As James Baldwin carefully explained in his letter to his nephew, My Dungeon Shook, “…the danger, in the minds of most white Americans, is the loss of their identity.” Examples of just how threatened white Americans were by foreign people included when Indigenous people were stripped of their identities and forced to assimilate to White American values if they wanted to have a chance to stay in America. Post Mexican-American war, the borders were reconstructed and changed the requirements of what it meant to be an American citizen. A new border was formed, and that new country demanded allegiance to the United States nation if one wanted to stay and have a chance for success (Graham Lecture, September 18, 2018). As a result of this, diverse people were never given the liberty to carry out their identity free of judgement and oppression in the United States because of a constant battle between sticking true to their roots and their culture or assimilating to the white American culture to reach a level of success.

When you start to associate a complex and diverse group of people with a single identity, you are setting up a system that is against them while minimizing their attributes. You base the liberties they receive because of that single identity. Thus, when identities clash, we tend to see bigger disadvantages especially if you are conflicting between two socially marginalized populations (Graham Lecture, September 13, 2018). Kimberly Crenshaw called this phenomenon, intersectionality (TED, 2016). In Crenshaw’s TED talk, she talked about the meaning of this word in our world. It refers to the social dynamics surrounding a person’s identity and how those influence their ability to move forward in America.

Crenshaw originally used this term to describe the discrimination against black women in America. In our society today, it is known that there are gender differences and an unequal distribution of power between the male and female gender. Females are considered inferior to males. However, that is just one identity of a black woman. We have to consider her other identity – being a black woman. Considering our historical context of how we dealt with the Black race in America which included slavery, civil rights movements, protests, black activists fighting for basic freedoms, it is no surprise that they were always the oppressed group in our country.

Therefore, a black woman will never be on the same level as her white superiors and will be disadvantaged when it comes to reaching her goals. This example revealed how a person’s identity is tied into their successes in America. This term now extends to other forms of identity such as gays, lesbians, transgender persons, disabled persons, the economically disadvantaged, and many more. However, what America needs to understand is that all of these identities are connected and that is what it fails to recognize. Crenshaw’s underlying meaning was that instead of looking at people’s identity based on a singular noun, we should look at them collectively to really examine and understand the disadvantages certain identities face to find a way to help support these marginalized groups.
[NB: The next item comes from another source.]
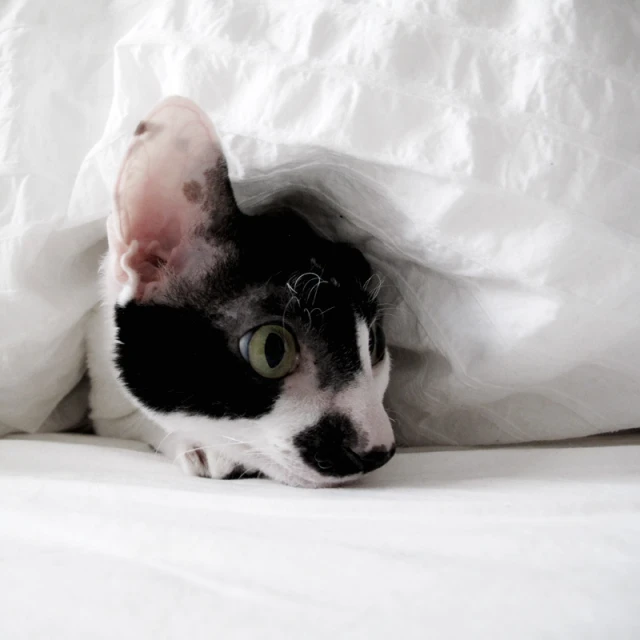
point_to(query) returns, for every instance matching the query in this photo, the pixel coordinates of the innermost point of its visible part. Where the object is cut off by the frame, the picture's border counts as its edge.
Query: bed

Themes of whiteness, and failure to accurately define the identity of different ethnicities in the United States have all played a part in America’s biggest failure – the failure to understand the concept of race in America. How a child perceives race and identity is a social pattern based on the area they live in (The Eyes on the Prize Civil Rights Reader, pp. 74). The concept of race in the United States has created a division between foreigners in America and has created a systemic hierarchy where White elites are superior, and the marginalized groups are inferior. Frederick Douglass in his speech, “The Meaning of July Fourth For the Negro” in 1852 said “For black men there is neither law nor justice, humanity nor religion”. This summed up the discriminations that African-Americans faced while being held as slaves against their own will. They were enslaved in a system that was rooted in white superiority and had a law enforcement system that continued to stand against them and dehumanize them as animals.